Afghanistan’s election commission said Sunday that the president had won a second term, earning 50.64% of votes in a preliminary count, but his opponents can still challenge the results.
The Sept. 28 presidential poll results have been delayed repeatedly amid accusations of misconduct and technical problems with counting ballots.
Ashraf Ghani appears to have beaten out his main challenger Abdullah Abdullah, who serves as the country’s chief executive in a fragile national unity government.
If the preliminary results hold and Ghani remains president, it could give him the authority he’s been seeking to demand a leading role in peace talks with the Taliban.
Ghani and his government have been sidelined during the last year of direct talks between the U.S. and the Taliban. Washington is seeking to withdraw its combat troops and end 18 years of fighting in Afghanistan, America’s longest war.
Abdullah’s office released a statement saying the results were “not legitimate.”
“We will never accept results based on the fraudulent vote without considering the legal demands of the candidates,” the statement said.
U.S. Ambassador to Afghanistan John R. Bass tweeted: “It’s important for all Afghans to remember these results are preliminary. Many steps remain before final election results are certified, to ensure the Afghan people have confidence in the results.”
Afghanistan’s election commission tried to launch a ballot recount in November, but Abdullah halted the attempt, saying he wouldn’t let his observers participate. He eventually allowed a recount to go forward this month.
Thousands of Abdullah’s supporters rallied in November against what they said was the presence of faked ballots. The controversial recount seemed set to favor Ghani.

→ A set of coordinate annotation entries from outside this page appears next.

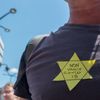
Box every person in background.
[2,83,26,100]
[14,0,100,100]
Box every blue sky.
[0,0,69,87]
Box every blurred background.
[0,0,69,88]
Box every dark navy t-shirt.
[26,24,100,100]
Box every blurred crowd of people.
[0,83,26,100]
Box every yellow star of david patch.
[53,53,96,91]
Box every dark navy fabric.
[15,24,100,100]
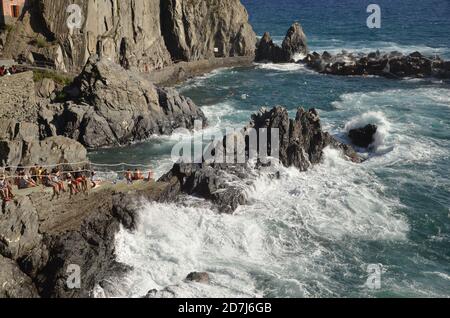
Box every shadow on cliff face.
[21,0,56,42]
[0,0,5,30]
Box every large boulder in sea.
[255,23,308,63]
[300,51,450,79]
[161,106,361,213]
[40,58,206,148]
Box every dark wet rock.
[0,119,87,166]
[348,124,378,148]
[299,51,450,79]
[161,106,361,213]
[255,23,308,63]
[2,0,256,72]
[40,58,206,148]
[186,272,209,284]
[281,22,308,59]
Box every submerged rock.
[348,124,378,148]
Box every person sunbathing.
[133,169,144,181]
[0,175,13,202]
[67,172,79,196]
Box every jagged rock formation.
[186,272,209,284]
[0,255,38,298]
[161,0,256,61]
[348,124,378,148]
[0,176,178,298]
[40,58,206,148]
[299,51,450,78]
[255,23,308,63]
[5,0,256,72]
[0,72,38,122]
[161,106,361,213]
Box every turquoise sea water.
[91,0,450,297]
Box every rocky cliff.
[5,0,256,72]
[161,106,362,213]
[0,179,181,298]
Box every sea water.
[91,0,450,297]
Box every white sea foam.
[110,150,409,297]
[106,84,449,297]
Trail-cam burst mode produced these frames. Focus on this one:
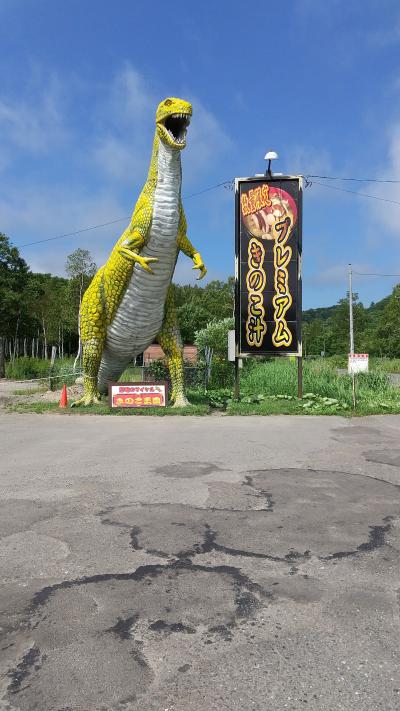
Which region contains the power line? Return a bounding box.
[304,175,400,183]
[16,180,232,249]
[312,180,400,205]
[16,175,400,253]
[353,270,400,277]
[17,216,130,249]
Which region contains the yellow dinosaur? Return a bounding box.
[73,98,207,407]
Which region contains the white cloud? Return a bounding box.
[368,123,400,234]
[0,63,232,282]
[90,63,157,184]
[0,77,67,153]
[0,181,129,274]
[184,98,233,182]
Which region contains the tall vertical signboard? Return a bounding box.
[235,176,302,357]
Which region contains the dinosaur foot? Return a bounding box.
[71,393,101,407]
[173,394,190,407]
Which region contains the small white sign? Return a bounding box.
[228,331,236,361]
[348,353,368,375]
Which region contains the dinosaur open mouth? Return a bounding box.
[164,114,190,143]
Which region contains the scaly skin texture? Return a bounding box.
[73,98,207,407]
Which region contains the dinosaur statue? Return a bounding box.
[73,98,207,407]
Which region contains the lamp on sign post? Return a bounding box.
[264,151,279,175]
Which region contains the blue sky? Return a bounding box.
[0,0,400,308]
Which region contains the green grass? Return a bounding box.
[8,358,400,417]
[6,358,79,389]
[11,385,47,397]
[227,358,400,416]
[6,392,210,417]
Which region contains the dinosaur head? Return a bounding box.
[156,97,192,150]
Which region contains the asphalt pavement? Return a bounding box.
[0,412,400,711]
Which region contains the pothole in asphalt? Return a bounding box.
[154,462,224,479]
[101,469,400,562]
[363,447,400,467]
[3,561,270,711]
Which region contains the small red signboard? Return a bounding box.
[108,383,168,407]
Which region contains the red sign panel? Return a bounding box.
[108,383,167,407]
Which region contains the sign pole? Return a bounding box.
[349,264,354,355]
[233,356,240,400]
[297,356,303,400]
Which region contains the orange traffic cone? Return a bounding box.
[60,385,68,407]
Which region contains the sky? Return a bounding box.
[0,0,400,308]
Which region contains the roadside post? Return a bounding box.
[234,170,303,398]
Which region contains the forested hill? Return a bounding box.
[303,296,390,323]
[0,233,400,358]
[303,304,337,323]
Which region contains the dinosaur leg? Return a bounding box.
[158,288,190,407]
[71,338,103,407]
[72,269,107,407]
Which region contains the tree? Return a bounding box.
[65,247,97,366]
[0,233,29,368]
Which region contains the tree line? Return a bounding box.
[0,233,400,377]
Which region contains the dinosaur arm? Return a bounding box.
[115,192,157,274]
[178,207,207,279]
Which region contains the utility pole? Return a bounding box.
[349,264,354,355]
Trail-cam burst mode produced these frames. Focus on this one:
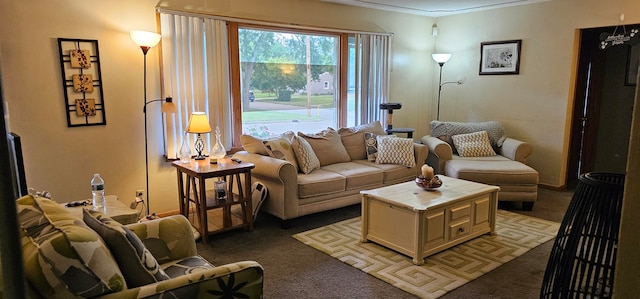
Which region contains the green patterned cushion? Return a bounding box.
[376,136,416,167]
[16,195,127,298]
[162,255,213,277]
[83,209,169,288]
[292,136,320,174]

Hawa Alam Nuristani, the head of the Independent Election Commission, announced the preliminary results at a news conference in Kabul, the capital.

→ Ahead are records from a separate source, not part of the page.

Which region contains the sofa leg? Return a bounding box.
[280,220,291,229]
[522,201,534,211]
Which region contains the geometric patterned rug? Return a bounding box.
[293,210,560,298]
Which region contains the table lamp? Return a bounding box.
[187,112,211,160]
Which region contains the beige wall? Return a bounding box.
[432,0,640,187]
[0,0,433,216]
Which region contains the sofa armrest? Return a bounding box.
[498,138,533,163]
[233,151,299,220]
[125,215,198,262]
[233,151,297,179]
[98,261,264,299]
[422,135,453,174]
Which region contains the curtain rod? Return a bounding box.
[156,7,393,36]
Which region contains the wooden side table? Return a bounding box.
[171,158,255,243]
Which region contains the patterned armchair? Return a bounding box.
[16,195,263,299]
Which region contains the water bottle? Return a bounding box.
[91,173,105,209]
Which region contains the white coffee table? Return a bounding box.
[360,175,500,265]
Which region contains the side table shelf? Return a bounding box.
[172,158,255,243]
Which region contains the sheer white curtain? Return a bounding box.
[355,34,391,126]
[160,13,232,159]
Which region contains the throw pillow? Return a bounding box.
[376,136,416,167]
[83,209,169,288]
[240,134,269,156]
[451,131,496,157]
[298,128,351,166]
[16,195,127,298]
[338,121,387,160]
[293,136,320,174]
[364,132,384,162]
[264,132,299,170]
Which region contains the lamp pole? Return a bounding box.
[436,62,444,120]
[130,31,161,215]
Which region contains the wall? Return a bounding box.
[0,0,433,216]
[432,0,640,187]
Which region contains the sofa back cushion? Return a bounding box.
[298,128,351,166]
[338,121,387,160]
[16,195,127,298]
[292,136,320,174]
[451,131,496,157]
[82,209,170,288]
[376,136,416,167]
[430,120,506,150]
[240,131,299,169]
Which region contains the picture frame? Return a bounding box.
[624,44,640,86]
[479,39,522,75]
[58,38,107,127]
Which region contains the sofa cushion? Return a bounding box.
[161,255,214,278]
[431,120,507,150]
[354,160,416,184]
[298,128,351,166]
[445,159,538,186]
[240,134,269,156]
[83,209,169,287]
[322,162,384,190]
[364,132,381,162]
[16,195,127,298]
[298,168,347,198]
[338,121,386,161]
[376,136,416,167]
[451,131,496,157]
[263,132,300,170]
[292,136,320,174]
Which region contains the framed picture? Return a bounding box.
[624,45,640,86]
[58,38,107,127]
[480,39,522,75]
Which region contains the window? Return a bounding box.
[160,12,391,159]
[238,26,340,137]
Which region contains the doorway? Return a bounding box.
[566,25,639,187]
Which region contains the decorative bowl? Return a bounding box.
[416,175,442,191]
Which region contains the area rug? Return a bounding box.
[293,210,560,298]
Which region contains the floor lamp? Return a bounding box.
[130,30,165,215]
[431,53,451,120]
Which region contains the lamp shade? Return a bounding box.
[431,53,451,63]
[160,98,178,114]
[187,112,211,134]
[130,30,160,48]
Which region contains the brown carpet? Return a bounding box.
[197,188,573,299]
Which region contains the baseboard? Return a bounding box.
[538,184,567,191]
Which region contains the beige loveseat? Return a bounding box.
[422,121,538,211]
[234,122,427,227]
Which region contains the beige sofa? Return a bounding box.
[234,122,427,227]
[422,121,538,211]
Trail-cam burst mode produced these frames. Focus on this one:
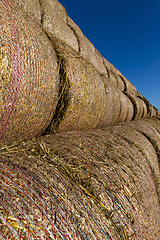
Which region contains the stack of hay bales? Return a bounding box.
[0,0,160,240]
[0,1,59,143]
[0,120,160,240]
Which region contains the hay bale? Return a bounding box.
[116,89,134,123]
[43,37,114,132]
[109,122,160,202]
[121,76,137,96]
[67,17,107,74]
[125,93,147,119]
[0,1,59,144]
[40,0,78,51]
[0,127,160,240]
[142,117,160,133]
[12,0,41,25]
[116,74,125,92]
[108,70,118,87]
[124,118,160,162]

She did not specify when the final results would be issued. The preliminary vote count was originally set to be announced Oct. 17, and the final tally on Nov. 7.
There also won’t be any decision on whether a second round of voting is needed until the final results are out and Ghani’s lead of more than 50% is secure. Afghanistan’s election laws say a runoff must take place if no candidate obtains more than 50% of the votes.
The preliminary results found Ghani won 923,868 votes — 50.64% — while Abdullah won 720,990 votes, according to Nuristani.
She did not give a specific percentage for Abdullah during the news conference in the capital, but he appeared to have received 39.52%.
The United Nations secretary-general’s special representative for Afghanistan, Tadamichi Yamamoto, said the electoral commission “has an obligation to adjudicate any complaints it receives transparently and thoroughly so the election process may conclude in a credible manner.”
“All candidates have the chance to raise any concerns they may have,” he said in a statement.
The 2014 presidential election was mired in accusations of widespread fraud. That led the U.S. to cobble together a unity government between Ghani and Abdullah, the two leading contenders. Their partnership has been fraught with bickering and rifts.
It’s unclear how the Taliban will respond to Ghani’s win.
Ghani has been demanding a cease-fire before engaging in talks, something the Taliban has steadfastly refused to do.
The Taliban controls or holds sway over half the country.